Belinda Moore's short life ended abruptly Wednesday morning before daylight when a bullet struck her as she lay on her bed in her family's corrugated iron shack in the poorest area of this segregated, crime-ridden ghetto.
The 17-month-old baby died in the outfurst of rioting in Cape Town's Colored (mixed race) community Tuesday night. Like several other victims, Belinda was a casualty of a police bullett apparently shot at random and in panic. In their shanty, the baby's relatives said today that Belinda was killed when police fired at a crowd of people standing about a hundred yards away from the house.
"Why did they shoot over here when there was no trouble here?" the relatives asked.
The death toll from the Cape Town riots remains in dispute. While the government says 30 were killed, newspapers place the number of dead at 42 based on information received from hospitals.
Several residents of the affected areas complained about overzealous and random use of firearms by police during the rioting and some say the number of deaths is excessive in view of the amount of damage in the Colored townships.
Economic deprivation provided the kindling for the outburst. All agree that gangs of hooligans took advantage of the situation to loot and burn shops. But Colored leaders and residents here say that last week's government order prohibiting meetings and heavy-handedness by police in the hours before the rioting were major factors in sparking the turmoil.
The ban on meetings forced cancellation of memorial services planned across the country for the 575 people who died in rioting that began June 16, 1976 in the back Soweto township outside Johannesburg and spread to other parts of the country.
The ban appears to have been motivated by authorities' fears that the police were spread too thin if unrest that has simmered in several areas of the country in the last two months boiled over.
However, the ban appears to have backfired and the resentment it caused has increased the chances of future violence in black and Colored communities.
"Instead of being preoccupied with these memorial services, the people were left with nothing to do, so they found an outlet for frustration in other ways," a Colored editor said.

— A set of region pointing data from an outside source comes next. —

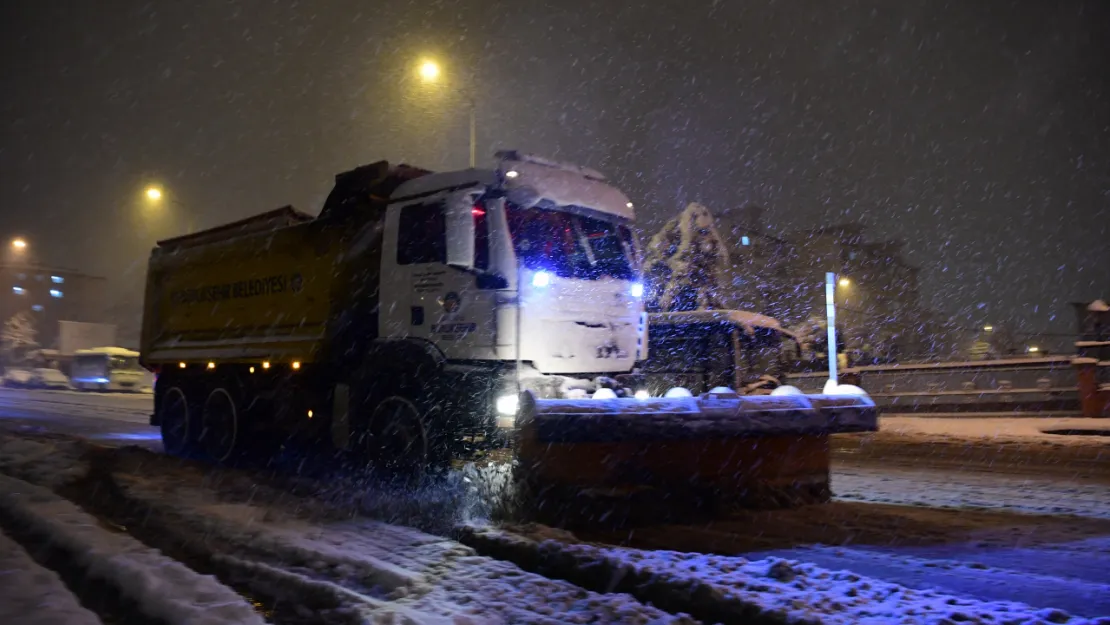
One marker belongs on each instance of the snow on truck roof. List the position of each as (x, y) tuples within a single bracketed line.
[(561, 183), (108, 352), (745, 319), (564, 184)]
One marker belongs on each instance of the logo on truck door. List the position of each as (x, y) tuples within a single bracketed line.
[(451, 302)]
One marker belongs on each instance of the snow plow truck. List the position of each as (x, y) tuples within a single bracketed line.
[(421, 313)]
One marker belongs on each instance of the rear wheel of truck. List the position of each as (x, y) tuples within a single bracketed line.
[(177, 430), (399, 442), (219, 433)]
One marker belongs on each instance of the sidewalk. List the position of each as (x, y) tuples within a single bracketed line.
[(998, 444)]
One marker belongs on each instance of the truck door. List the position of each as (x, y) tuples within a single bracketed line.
[(425, 298)]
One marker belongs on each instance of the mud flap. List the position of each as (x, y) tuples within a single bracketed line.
[(341, 416)]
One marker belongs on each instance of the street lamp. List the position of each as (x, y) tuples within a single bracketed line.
[(155, 195), (430, 72)]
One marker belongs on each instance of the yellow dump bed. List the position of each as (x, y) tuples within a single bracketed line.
[(255, 290)]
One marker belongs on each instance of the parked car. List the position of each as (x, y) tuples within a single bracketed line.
[(40, 377)]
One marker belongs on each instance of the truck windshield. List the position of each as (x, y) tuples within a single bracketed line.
[(572, 245)]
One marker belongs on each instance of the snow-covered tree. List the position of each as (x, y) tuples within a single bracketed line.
[(686, 263), (18, 339)]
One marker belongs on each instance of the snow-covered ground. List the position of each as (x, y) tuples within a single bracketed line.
[(33, 595), (314, 556), (1001, 431), (768, 590), (936, 489), (159, 586)]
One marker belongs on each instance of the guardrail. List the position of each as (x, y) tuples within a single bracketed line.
[(1043, 385)]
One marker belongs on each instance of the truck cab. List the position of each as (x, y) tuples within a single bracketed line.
[(531, 269), (703, 350)]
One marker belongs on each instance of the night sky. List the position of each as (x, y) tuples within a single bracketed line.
[(979, 132)]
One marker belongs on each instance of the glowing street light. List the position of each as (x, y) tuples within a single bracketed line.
[(155, 195), (430, 71)]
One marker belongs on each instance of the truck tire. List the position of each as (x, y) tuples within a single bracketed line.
[(399, 441), (175, 415), (219, 425)]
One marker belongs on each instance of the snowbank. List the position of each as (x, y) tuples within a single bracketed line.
[(161, 587), (995, 431), (42, 461), (708, 416), (736, 590), (33, 595)]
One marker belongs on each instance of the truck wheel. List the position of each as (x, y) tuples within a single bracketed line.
[(177, 431), (399, 439), (219, 434)]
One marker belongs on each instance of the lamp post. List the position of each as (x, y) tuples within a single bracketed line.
[(430, 72)]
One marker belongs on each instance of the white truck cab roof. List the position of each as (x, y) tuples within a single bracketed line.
[(747, 320), (554, 183)]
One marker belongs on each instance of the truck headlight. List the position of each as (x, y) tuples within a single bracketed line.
[(507, 404)]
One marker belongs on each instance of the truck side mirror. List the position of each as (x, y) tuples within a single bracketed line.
[(461, 230)]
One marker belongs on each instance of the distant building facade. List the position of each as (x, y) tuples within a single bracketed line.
[(49, 295)]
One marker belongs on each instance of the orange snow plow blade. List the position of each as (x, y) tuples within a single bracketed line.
[(625, 461)]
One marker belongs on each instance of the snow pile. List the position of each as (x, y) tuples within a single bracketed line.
[(47, 462), (729, 588), (685, 263), (709, 416), (161, 587), (33, 595)]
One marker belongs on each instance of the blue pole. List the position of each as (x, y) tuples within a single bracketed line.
[(830, 313)]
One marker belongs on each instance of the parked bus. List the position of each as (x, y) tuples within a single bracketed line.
[(702, 350), (109, 369)]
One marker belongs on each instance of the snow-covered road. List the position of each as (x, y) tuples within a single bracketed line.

It was police action against some Coloreds who defied this ban Tuesday morning that ignited Ravensmead, one of the neighborhoods swept by violence Tuesday night, according to a Colored minister.
The police broke into a prayer meeting at a local Dutch Reformed Church. "It's ridiculous for a so-called Christian government to baton-charge people out of a church hall," the minister said.
By midday, police had sealed off Ravensmead, accoridng to a Colored high school teacher.
In the neighborhood of Bonteheuwel, police patroled in jeeps and harassed people who were complying with the two-day strike organized by community leaders and students to observe the anniversary of the 1976 riots.
By afternoon, hundred of teenagers gathered on both sides of the highway leading from Capetown to the airport and began to stone cars.
"The interesting thing was that they were only stoning expensive cars like Mercedes because they are the ones owned by whites," said a man who watched the scene.
When workers who had defied the strike returned from work, the violence took off. According to witnesses, students accosted those who had gone to work, called them "sellouts" and stoned cars. Tires were set ablaze in streets as barricades.
Soon, gangs began to roam as unrest escalated. Police moved to restore order with a combination of birdshot, tear gas, plastic bullets and live ammunition. Shooting could be heard throughout the night, residents said.
In contrast, the Coloreds note that Monday, the first day of the work strike when police did not enter the townships, was tranquil.
On Monday, Colored leaders were celebrating the success of the strike that involved an estimated 80 percent of the work force. Many businesses in Colored areas closed in solidarity with the boycott.
This success was diluted when "phony pamphlets" urging people to return to work on Tuesday were distributed in Colored areas, according to activists.
"This confused the people," an activist said and charged that the security police were responsible for the effort to destroy the work boycott.